No pensamento do filósofo espanhol, o resultado das revoluções é a revolta e
ela não provoca transformações profundas no tecido social, isto é, não
compromete os cidadãos com as modificações na sociedade, lembra Carvalho,
citando “Puntos esenciales” (1931), trabalho de Ortega y Gasset. “As mudanças
importantes na vida social necessitam do consentimento e da adesão livre do
cidadão”, dizia o filósofo espanhol. Em outras palavras, as revoluções pouco
favorecem a reorganização social, “pois transformações só são consistentes em
política quando chegam sem o uso da força e convencem pessoas”.
II
No ensaio “Em diálogo com as filosofias políticas de
Hannah Arendt e Leo Strauss”, os professores Emília Agnes Assis de Lima, da
Faculdade Cenecista de Sete Lagoas-MG, mestre em Filosofia pela Universidade
Federal de Minas Gerais (UFMG), e Fábio Abreu dos Passos, do Instituto
Presidente Tancredo de Almeida Neves (IPTAN), de São João del-Rei-MG, doutor em
Filosofia pela UFMG, analisam as influências que Hannah Arendt e Leo Strauss sofreram
da época em que se formaram – ou seja, a experiência política da República de
Weimar (1919-1933), seu fracasso e a ascensão do nazismo – bem como as respectivas
voltas que empreenderam em pensamento à Grécia antiga.

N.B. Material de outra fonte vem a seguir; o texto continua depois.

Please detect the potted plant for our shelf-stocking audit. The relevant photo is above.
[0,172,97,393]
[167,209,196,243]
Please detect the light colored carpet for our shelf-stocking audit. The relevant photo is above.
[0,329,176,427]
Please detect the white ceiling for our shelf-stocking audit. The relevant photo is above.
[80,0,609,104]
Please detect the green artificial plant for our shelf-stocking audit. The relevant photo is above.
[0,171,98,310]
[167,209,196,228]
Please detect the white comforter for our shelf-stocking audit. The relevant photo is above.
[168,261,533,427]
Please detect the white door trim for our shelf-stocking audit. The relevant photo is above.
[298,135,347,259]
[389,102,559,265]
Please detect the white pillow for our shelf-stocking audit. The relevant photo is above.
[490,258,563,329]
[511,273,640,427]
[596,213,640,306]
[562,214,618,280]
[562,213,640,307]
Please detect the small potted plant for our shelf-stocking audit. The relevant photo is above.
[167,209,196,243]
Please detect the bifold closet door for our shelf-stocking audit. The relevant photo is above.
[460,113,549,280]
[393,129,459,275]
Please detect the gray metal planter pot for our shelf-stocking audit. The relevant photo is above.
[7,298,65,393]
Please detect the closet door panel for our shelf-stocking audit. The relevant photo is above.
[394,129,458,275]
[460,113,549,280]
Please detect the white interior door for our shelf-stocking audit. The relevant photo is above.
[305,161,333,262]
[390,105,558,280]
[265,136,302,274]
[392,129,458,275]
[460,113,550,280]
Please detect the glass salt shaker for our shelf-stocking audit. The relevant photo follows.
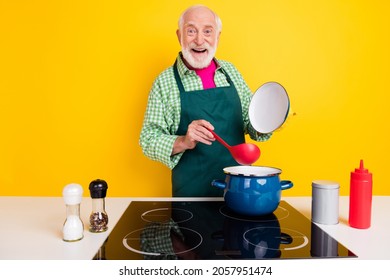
[89,179,108,232]
[62,183,84,242]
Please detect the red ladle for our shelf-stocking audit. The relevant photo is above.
[209,130,260,165]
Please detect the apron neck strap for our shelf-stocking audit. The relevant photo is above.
[173,60,233,92]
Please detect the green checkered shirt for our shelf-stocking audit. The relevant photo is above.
[139,54,272,169]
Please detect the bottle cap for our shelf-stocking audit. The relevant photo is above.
[62,183,83,205]
[351,159,372,181]
[89,179,108,198]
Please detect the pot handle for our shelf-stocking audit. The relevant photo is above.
[280,180,294,191]
[211,180,226,189]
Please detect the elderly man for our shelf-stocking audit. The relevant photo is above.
[140,6,271,197]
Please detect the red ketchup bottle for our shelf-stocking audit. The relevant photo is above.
[349,160,372,229]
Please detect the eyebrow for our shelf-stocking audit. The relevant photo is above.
[184,22,216,29]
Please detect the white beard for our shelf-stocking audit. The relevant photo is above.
[182,43,216,69]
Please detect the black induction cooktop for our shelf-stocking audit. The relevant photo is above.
[95,200,356,260]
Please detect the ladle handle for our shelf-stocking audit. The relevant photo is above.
[209,129,230,150]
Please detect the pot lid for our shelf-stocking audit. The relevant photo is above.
[223,165,282,177]
[249,82,290,133]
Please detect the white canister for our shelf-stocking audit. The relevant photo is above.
[311,180,340,225]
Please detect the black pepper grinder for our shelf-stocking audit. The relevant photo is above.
[89,179,108,232]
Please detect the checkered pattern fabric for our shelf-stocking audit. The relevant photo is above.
[139,54,271,169]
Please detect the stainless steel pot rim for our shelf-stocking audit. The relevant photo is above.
[223,165,282,177]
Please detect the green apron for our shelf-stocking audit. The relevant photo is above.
[172,60,245,197]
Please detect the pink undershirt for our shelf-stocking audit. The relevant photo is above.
[195,60,217,89]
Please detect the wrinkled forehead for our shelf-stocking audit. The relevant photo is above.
[182,7,217,29]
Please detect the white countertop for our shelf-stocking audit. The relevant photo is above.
[0,196,390,260]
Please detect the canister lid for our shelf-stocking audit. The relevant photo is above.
[311,180,340,190]
[89,179,108,198]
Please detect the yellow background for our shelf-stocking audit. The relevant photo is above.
[0,0,390,196]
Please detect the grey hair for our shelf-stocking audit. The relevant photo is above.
[178,5,222,33]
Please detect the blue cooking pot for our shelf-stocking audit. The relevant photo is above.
[211,165,293,216]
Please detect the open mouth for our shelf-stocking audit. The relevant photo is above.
[191,49,207,53]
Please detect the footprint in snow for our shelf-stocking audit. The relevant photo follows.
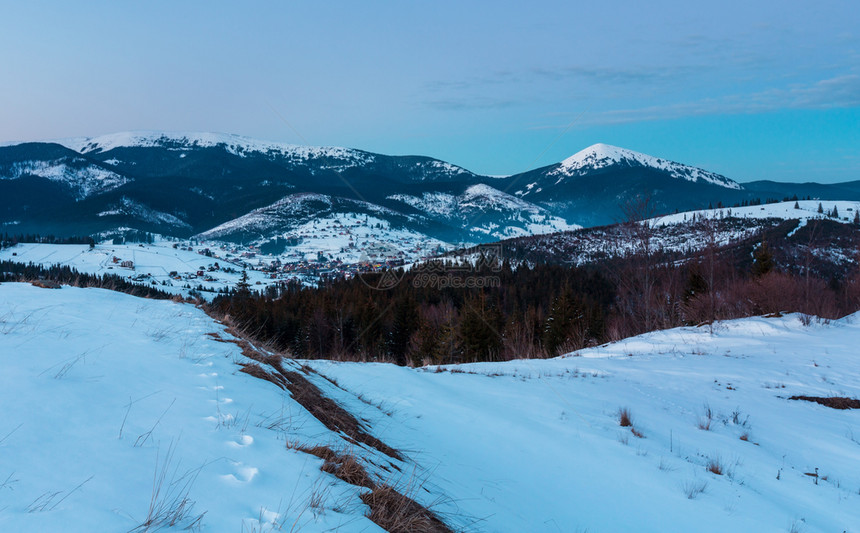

Os autores lembram que contra a ideia
do senso comum de que a política é uma teia de velhacaria, tecida a partir de
interesses próprios e mesquinhos, e que a política é apenas um meio para a
conservação e fomento da vida em sociedade, conforme o pensamento de Hannah
Arendt (1906-1975), há o paradigma da polis
grega segundo o qual a política é erigida com o intuito de preservar a
memória dos fatos e palavras daqueles que se aventuravam a adentrar o espaço
público, paradigma que, de certa forma, aproxima as filosofias de Hannah Arent
e Leo Strauss (1899-1973).
Como se sabe, a polis grega era um espaço no qual cada indivíduo podia manifestar
aos demais ouvintes como o mundo aparecia para ele, ou seja, podia colocar o
seu ponto de vista, que podia entrar em conflito ou em concordância com os demais,
sem, contudo, anular-se ou submeter-se. Para Arendt, a pluralidade de opiniões
era a “lei da terra”. Sem esse espaço público, não haveria possibilidade de
vida saudável.
A partir daí, os autores concluem
que Arendt e Strauss radicalmente desaprovam os fundamentos da democracia
moderna e que, ambos, cada um a seu modo, fazem da antiguidade grega e de sua
experiência política no âmago da polis
um referencial para se pensar os “tempos sombrios” e para apontar os
verdadeiros fundamentos da “dignidade política”. Ao mesmo tempo, os dois
filósofos percebem na modernidade uma manipulação e uma sujeição da opinião à
construção de ideologias, “pois se a opinião pública é manipulada, não há
filosofia política, pois é dela que nasce a filosofia política”. Ou seja, é
pela opinião que se manifesta como o mundo aparece para cada um.
III
Já no ensaio “Espaço público,
política e ação comunicativa a partir da concepção habermasiana”, os
professores Luiz Ademir de Oliveira, da UFSJ, doutor em Ciência Política pelo Instituto
Universitário de Pesquisas do Rio de Janeiro (Iuperj), e Adélia Barroso
Fernandes, do Centro Universitário de Belo Horizonte (Uni-BH), doutoranda em
Linguistíca pela UFMG, discutem o pensamento do filósofo Jürgen Habermas
(1929), especialmente a sua teoria da ação comunicativa, de 1981, que
representa uma ruptura com o pensamento da Escola de Frankfurt, da qual o
pensador alemão era considerado um dos herdeiros.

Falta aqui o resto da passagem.